Neml suresinin 27/17 kodlu ayetinde "Askerlerden" ve "Askerlerin Hizalanmasından, Düzenlenmesinden" bahsedilmesi ile Akbaş Şehitliğindeki 27x17'lik matris formatı düzenlemesi arasında ilahi bir bağlantı, bir mesaj olması kuvvetle muhtemeldir. 

27/17 - Ve huşira li süleymane CÜNUDÜHU minel cinni vel insi vet tayri fe hüm YUZEUN ( ( Ve cinlerden, insanlardan ve kuşlardan oluşan ORDULARI, ASKERLERİ Süleyman için toplandı. Artık onlar düzenlenip HİZALANIYORLARDI. )

Akbaş Şehitliği 09.01.2018 tarihinde devlet töreniyle açılmıştır. Açılış tarihindeki "21" nümerolojisi dikkat çekmektedir. ( 0+9+0+1+2+0+1+8 = "21" ) Bilindiği üzere 21 sayısı Ruh'un nümerik sembolü ve Ruh kelimesinin Kur'an'daki frekansıdır.

Allah yolunda ölenlerin daima diri olduklarını bildiren iki ayette de "7" ve "10" nümerolojisi yer almaktadır. 

2/154 - Ve (1) la (2) tekulu (3) li (4) men (5) yuktelü (6) fı (7) sebıl (8) allahi (9) emvat (10) bel (11) ahyaün (12) ve (13) lakin (14) la (15) teş'urun (16) ( Ve Allah yolunda öldürülenler için ölüler demeyin. Bilakis diridirler ve lakin farkedemezsiniz. )

Ayet no. 154 ... "10"
Ayetteki kelime adedi 16 ...8+8 ve 1+6 = "7"

Aynı anlamdaki ikinci ve son ayet.

3/169 - Ve (1) la (2) tahseb (3) enne (4) ellezine (5) kutilu (6) fı (7) sebıl (8) allahi (9) emvate (10) bel (11) ahyaün (12) ınde (13) rabbi (14) him (15) yürzekun (16) ( Ve kesinlikle o Allah yolunda öldürülenleri ölüler sanmayın.
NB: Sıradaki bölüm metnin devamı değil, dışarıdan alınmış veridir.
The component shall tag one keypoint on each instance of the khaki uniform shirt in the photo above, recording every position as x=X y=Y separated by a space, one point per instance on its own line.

Bilakis diridirler, Rab’lerinin indinde rızıklanırlar. )

Ayet kodu : 3+1+6+9 = 19 ... "10"
Ayetteki kelime adedi yine 16 ... 8+8 ve 1+6 = "7"

Her iki ayette bulunan kelime adedinin nümerolojik değerinin "7" olması İkili Yedi kavramına dikkat çekmektedir.

"AKBAŞ" Sehitliğinde 459 askerin anıt mezarı bulunmaktadır. 4+5+9 = "18"

"AKBAŞ Şehitliği"nde yatan askerler, bir milletin varlığını inkar eden inkarcılarla savaşan ve muzaffer olan çocuk yaşta insanlardı. Müzemmil suresinin aşağıdaki ayeti oldukça anlamlı görünmektedir.

73/17 - Fe keyfe tettekune in kefertüm yevmen yec'alul VİLDANE ŞİBEN ( Eğer inkar ederseniz artık ÇOCUKLARI "AK SAÇLI" ihtiyar kılan o günden nasıl sakınacaksınız? )

Ayet kodu 73/17 ... 7+3+1+7 = "18"

Akbaş Şehitliği 27x17'lik matris formatında düzenlenmiştir.

73/17 olan ayet kodundaki 27 ve 17 analizi aşağıdaki gibidir.

Sure numarası 73 ... 7+3 = "10" ! *
Ayet numarası "17"

10+17 = "27"

* Ayette 10 kelime bulunmaktadır.

Fe (1) keyfe (2) tettekune (3) in (4) kefertüm (5) yevmen (6) yec'alu (7) el (8) VİLDANE (9) ŞİBEN (10)

"Müzemmil" kelimesi "Örtüsüne Bürünen" yani "Üstü toprakla örtülen şehitler" anlamında da olabilir.